Corentin et le renard

Chapitre 1 : Corentin et le renard

Chapitre final

3527 mots, Catégorie: G

Dernière mise à jour 25/08/2025 11:32

Cette fanfiction participe au défi d’écriture « Aquatique et chic : poisson » (avril 2019) du forum Fanfictions.fr.

Catégorie deuxième chance





L’ange et le démon, dans le but de superviser l’éducation du jeune Antéchrist, avaient passé avec succès l’entretien d’embauche pour devenir, au sein de la famille Dowling, jardinier pour l’un et gouvernante pour l’autre.
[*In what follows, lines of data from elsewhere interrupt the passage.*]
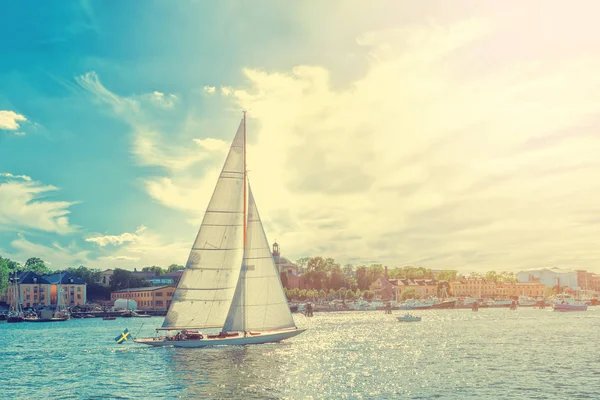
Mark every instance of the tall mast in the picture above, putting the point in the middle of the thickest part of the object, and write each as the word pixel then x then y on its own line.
pixel 245 182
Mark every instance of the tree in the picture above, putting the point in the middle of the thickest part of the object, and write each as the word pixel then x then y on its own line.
pixel 373 272
pixel 348 270
pixel 447 275
pixel 368 295
pixel 37 265
pixel 90 276
pixel 157 270
pixel 175 267
pixel 362 279
pixel 301 262
pixel 408 294
pixel 4 271
pixel 336 279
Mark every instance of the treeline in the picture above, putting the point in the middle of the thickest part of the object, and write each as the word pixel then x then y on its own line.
pixel 325 274
pixel 121 278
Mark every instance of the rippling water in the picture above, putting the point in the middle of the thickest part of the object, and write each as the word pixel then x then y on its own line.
pixel 495 353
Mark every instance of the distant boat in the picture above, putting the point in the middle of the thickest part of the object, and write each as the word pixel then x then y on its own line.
pixel 564 302
pixel 408 318
pixel 230 281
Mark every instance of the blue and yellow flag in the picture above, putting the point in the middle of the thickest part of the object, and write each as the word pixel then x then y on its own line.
pixel 123 336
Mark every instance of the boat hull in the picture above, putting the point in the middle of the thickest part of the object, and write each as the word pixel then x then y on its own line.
pixel 444 304
pixel 569 307
pixel 46 319
pixel 268 337
pixel 413 319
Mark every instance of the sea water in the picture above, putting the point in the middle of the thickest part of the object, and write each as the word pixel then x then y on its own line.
pixel 450 354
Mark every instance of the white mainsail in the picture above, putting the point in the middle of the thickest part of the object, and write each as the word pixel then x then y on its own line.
pixel 259 303
pixel 205 291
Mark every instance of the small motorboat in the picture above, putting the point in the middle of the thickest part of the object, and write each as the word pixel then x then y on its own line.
pixel 408 318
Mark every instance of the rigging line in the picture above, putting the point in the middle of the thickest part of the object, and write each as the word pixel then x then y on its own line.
pixel 139 329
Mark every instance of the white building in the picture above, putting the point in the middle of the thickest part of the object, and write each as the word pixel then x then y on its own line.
pixel 550 277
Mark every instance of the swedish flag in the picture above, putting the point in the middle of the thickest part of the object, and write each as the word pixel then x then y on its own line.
pixel 123 336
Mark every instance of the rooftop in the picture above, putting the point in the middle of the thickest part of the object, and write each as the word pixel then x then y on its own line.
pixel 144 289
pixel 29 277
pixel 64 278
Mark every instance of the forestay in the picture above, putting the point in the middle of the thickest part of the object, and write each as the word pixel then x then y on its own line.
pixel 259 302
pixel 207 285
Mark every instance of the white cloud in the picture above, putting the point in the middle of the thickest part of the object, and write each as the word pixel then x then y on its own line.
pixel 56 255
pixel 151 145
pixel 119 258
pixel 434 156
pixel 116 240
pixel 418 163
pixel 23 206
pixel 146 249
pixel 10 120
pixel 9 175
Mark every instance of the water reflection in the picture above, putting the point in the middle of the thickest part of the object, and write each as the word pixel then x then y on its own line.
pixel 227 371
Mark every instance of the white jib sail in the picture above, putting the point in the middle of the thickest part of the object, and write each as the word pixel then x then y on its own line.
pixel 259 303
pixel 205 291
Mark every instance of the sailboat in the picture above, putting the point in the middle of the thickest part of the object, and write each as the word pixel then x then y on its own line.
pixel 230 281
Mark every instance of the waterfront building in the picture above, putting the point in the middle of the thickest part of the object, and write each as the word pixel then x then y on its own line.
pixel 105 278
pixel 422 288
pixel 588 281
pixel 33 290
pixel 74 290
pixel 147 298
pixel 472 287
pixel 551 277
pixel 516 289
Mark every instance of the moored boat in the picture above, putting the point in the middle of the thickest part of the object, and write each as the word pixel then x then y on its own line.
pixel 564 302
pixel 408 318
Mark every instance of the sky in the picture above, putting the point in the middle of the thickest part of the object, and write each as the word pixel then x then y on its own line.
pixel 449 135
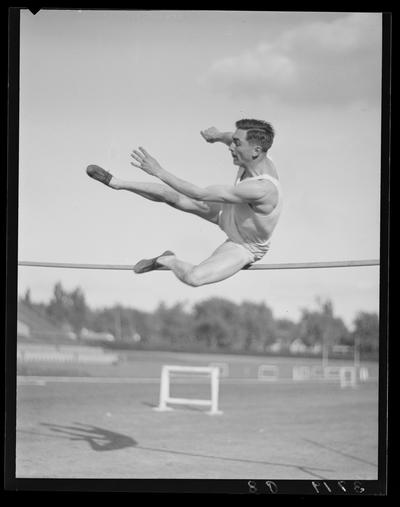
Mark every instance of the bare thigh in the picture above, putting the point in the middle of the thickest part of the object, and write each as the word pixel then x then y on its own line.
pixel 206 210
pixel 225 261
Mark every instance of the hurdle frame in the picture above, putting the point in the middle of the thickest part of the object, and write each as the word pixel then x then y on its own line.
pixel 166 399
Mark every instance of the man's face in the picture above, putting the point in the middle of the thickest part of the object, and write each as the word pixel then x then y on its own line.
pixel 242 152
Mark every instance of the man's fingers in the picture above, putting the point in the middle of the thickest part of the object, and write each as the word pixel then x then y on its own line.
pixel 137 157
pixel 144 151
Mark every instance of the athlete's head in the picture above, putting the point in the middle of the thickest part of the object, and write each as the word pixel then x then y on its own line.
pixel 252 139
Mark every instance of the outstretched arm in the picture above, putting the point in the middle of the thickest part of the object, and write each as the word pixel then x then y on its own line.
pixel 252 191
pixel 213 135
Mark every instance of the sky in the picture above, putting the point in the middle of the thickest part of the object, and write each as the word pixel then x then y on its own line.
pixel 96 84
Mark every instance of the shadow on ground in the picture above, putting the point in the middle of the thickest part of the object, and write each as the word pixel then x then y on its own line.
pixel 101 439
pixel 98 438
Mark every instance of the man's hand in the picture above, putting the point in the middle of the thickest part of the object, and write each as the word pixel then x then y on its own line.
pixel 146 162
pixel 211 135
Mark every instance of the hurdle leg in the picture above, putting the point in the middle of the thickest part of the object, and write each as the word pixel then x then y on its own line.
pixel 214 392
pixel 164 391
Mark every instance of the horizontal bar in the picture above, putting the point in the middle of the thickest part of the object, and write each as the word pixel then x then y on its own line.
pixel 188 401
pixel 190 369
pixel 253 267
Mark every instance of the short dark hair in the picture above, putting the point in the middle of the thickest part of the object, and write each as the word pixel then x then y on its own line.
pixel 258 131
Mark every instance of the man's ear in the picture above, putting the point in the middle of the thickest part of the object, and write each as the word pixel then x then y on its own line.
pixel 256 151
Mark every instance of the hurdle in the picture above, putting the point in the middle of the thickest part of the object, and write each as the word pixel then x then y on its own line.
pixel 268 372
pixel 166 399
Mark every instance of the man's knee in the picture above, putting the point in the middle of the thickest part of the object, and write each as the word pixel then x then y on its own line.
pixel 194 278
pixel 172 198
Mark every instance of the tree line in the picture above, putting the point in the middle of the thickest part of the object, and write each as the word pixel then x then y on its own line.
pixel 215 324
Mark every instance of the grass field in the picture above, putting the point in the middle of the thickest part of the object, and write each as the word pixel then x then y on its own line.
pixel 83 421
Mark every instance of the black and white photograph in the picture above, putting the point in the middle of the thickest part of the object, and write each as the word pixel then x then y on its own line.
pixel 200 240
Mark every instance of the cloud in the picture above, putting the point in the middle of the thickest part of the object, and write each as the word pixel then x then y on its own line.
pixel 323 62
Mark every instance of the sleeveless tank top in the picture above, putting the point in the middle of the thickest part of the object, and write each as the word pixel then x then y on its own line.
pixel 243 224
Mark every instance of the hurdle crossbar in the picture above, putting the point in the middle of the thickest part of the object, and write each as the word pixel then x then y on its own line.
pixel 253 267
pixel 166 399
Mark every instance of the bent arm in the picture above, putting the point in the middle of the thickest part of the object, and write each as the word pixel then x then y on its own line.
pixel 213 135
pixel 246 192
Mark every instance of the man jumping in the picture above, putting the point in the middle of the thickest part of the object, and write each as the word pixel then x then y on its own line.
pixel 246 211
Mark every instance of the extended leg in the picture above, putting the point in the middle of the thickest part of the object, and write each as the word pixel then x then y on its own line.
pixel 157 192
pixel 227 260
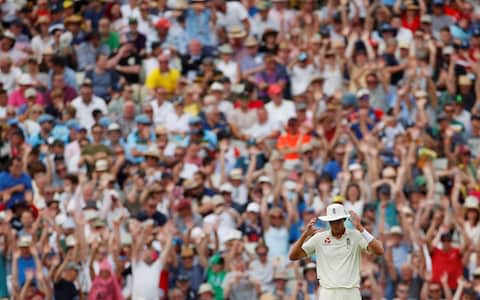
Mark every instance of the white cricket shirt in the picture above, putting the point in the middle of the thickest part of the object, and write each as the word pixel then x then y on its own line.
pixel 338 261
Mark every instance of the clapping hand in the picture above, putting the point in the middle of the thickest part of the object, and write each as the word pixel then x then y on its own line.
pixel 310 228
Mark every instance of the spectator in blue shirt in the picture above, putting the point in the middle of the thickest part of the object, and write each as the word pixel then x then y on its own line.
pixel 46 131
pixel 15 185
pixel 59 66
pixel 197 24
pixel 139 140
pixel 334 166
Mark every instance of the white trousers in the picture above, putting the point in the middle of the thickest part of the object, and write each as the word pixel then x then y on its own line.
pixel 339 294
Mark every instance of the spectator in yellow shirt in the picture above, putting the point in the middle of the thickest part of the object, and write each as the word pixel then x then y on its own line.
pixel 163 76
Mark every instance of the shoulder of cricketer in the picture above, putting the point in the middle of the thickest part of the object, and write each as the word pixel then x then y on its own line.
pixel 374 246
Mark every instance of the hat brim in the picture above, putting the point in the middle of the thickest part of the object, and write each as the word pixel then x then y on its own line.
pixel 333 218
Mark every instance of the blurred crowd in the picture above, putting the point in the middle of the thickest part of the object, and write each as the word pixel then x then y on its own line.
pixel 174 149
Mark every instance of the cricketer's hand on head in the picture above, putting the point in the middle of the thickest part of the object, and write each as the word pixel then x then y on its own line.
pixel 356 221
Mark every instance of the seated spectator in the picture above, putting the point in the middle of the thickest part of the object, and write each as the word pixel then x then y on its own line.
pixel 164 76
pixel 16 185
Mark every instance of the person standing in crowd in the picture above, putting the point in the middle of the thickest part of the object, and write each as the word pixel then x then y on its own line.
pixel 339 273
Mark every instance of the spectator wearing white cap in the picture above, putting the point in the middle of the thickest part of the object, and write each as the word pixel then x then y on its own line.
pixel 262 268
pixel 86 103
pixel 265 128
pixel 18 97
pixel 230 14
pixel 161 107
pixel 9 73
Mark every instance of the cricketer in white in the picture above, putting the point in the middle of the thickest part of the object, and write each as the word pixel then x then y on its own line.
pixel 337 252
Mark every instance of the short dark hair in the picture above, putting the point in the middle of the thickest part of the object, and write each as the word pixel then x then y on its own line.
pixel 59 61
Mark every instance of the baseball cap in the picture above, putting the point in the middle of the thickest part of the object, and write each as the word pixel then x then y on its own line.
pixel 101 165
pixel 384 189
pixel 45 118
pixel 363 93
pixel 143 119
pixel 194 120
pixel 226 187
pixel 274 89
pixel 25 241
pixel 253 207
pixel 72 266
pixel 68 224
pixel 396 230
pixel 86 82
pixel 162 23
pixel 205 288
pixel 113 126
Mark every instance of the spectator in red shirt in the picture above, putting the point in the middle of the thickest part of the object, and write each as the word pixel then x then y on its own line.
pixel 446 259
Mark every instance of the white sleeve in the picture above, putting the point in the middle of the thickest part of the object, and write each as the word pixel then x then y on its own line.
pixel 310 245
pixel 241 11
pixel 362 242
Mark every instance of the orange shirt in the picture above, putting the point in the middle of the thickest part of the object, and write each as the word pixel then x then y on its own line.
pixel 289 141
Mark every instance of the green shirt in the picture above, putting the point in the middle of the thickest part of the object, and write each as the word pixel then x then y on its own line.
pixel 216 280
pixel 113 41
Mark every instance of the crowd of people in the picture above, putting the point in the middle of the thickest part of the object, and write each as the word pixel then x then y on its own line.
pixel 175 149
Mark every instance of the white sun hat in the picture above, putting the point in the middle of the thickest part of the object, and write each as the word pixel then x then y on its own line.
pixel 335 212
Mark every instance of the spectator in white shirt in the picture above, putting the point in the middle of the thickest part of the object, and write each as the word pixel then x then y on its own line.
pixel 279 110
pixel 265 127
pixel 86 103
pixel 230 14
pixel 177 121
pixel 161 107
pixel 262 21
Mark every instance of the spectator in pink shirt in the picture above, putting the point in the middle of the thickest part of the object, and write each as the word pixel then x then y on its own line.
pixel 19 97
Il n’avaient eu aucun mal à falsifier leur curriculum vitæ (formation, dates, missions, compétences, etc), lettres de recommandation à l’appui, que ni Thaddeus ni Harriet, les parents, n’avaient pris la peine de vérifier, trop heureux de trouver aussi rapidement des domestiques de confiance, des perles rares. Et en effet, on pouvait totalement faire confiance autant à Aziraphale pour inculquer le bien au jeune garçon de cinq ans, qu'à Crowley pour lui peindre l’âme de quelques nuances bien sombres.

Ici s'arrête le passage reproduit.